The Divine Promise

The Fifth Sunday after the Epiphany, Year B

Isaiah 40:21-31; Psalm 147:1-12, 21c; 1 Corinthians 9:16-23; Mark 1:29-39

This past Friday it was announced that according to the results of a new scientific study, the very first stars in the entire cosmos began to shine a hundred million years later than previously thought. Scientists now say that after existence exploded into being with the Big Bang 13.9 billion years ago, it took 550 million years—rather than 440 million--for stars to begin to appear.

On Thursday last week, a team of planetary scientists in Australia released their amazing new finding that there are “hundreds of billions of Earth-like planets in our galaxy which might support life.”

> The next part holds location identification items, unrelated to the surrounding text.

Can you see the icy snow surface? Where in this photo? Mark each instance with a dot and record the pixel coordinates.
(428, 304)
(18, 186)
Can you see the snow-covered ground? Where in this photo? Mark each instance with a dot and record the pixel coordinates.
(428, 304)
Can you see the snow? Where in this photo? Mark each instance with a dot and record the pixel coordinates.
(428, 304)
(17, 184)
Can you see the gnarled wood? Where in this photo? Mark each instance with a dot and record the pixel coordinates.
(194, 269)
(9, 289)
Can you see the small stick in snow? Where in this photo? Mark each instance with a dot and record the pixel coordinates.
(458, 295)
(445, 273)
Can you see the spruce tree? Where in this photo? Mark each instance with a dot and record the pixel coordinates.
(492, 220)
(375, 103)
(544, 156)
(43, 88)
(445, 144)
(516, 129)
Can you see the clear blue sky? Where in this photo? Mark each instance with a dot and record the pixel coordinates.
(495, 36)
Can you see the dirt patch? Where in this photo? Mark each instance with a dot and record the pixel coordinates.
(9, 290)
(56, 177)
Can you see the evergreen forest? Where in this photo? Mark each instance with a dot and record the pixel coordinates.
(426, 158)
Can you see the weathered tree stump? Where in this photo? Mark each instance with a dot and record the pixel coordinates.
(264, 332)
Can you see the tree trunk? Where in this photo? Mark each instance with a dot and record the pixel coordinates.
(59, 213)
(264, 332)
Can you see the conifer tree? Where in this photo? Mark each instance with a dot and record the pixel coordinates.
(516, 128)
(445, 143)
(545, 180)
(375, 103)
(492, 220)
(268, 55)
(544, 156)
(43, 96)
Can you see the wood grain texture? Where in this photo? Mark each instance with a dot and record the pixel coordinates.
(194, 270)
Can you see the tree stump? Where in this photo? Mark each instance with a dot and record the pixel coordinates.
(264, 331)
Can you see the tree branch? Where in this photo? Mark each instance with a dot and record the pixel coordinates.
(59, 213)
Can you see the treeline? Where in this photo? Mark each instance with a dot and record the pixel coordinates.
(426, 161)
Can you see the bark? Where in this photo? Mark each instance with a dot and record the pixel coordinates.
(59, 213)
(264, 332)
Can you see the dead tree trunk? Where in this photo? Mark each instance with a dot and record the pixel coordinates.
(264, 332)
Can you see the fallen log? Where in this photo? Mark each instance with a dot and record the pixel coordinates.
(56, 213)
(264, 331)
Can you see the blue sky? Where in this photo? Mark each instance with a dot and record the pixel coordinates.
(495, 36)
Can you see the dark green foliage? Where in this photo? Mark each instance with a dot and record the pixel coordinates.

And that stunning announcement came just two days after a report saying British scientists had found an 11.2 billion year old solar system (that’s twice the age of our sun) with five earth-sized planets in it that were already older than the earth is now, when the earth was just beginning to form four and a half billion years ago.

Can you even begin to get your head around that? I know I can’t.

Now listen to this announcement from our Old Testament lesson this morning:

“He sits enthroned above the circle of the earth, and its people are like grasshoppers. He stretches out the heavens like a canopy, and spreads them out like a tent to live in. ‘To whom will you compare me? Or who is my equal?’ says the Holy One. Lift your eyes and look to the heavens: Who created all these? He who brings out the starry hosts one by one, and calls them each by name. Because of his great power and mighty strength, not one of them is missing.”

Now, is it any easier to get your head around that? Because it’s certainly not for me!

This scripture reading is a metaphor, of course, the language of poetry—but the reality it points to is as astonishing as the latest scientific discoveries du jour: A God so magnificent, so enormous, that by comparison we are mere grasshoppers…a God with power so vast that He created virtually everything we see when we look heavenward and more: billions of stars and galaxies, planets and exoplanets, light years of time and space beyond our wildest imaginings. Truly, this is an awesome God!

Now, some of you, like me, are old enough to remember our country’s earliest explorations of space. I think I’ve mentioned before that ever since I was a kid watching the grainy, static-filled broadcast of Neil Armstrong walking live on the moon (on the moon for heaven’s sake!) the contemplation of outer space has been inextricably linked for me with absolute awe for the God that created it. If ever I feel out of touch with what Gerard Manley Hopkins called “the grandeur of God”, all I have to do is look up at a star-filled sky and it takes my breath away. I imagine many of you have had the same experience.

“‘To whom will you compare me? Or who is my equal?’ asks the Holy One.”

Like the vastness of outer space itself, if we take this divine question seriously, it, too, takes our breath away! Takes our breath away and restores our perspective to one a bit more right-sized and God-oriented: “Oh, right,” we remember with a collective gulp, “We’re not the center of the universe!”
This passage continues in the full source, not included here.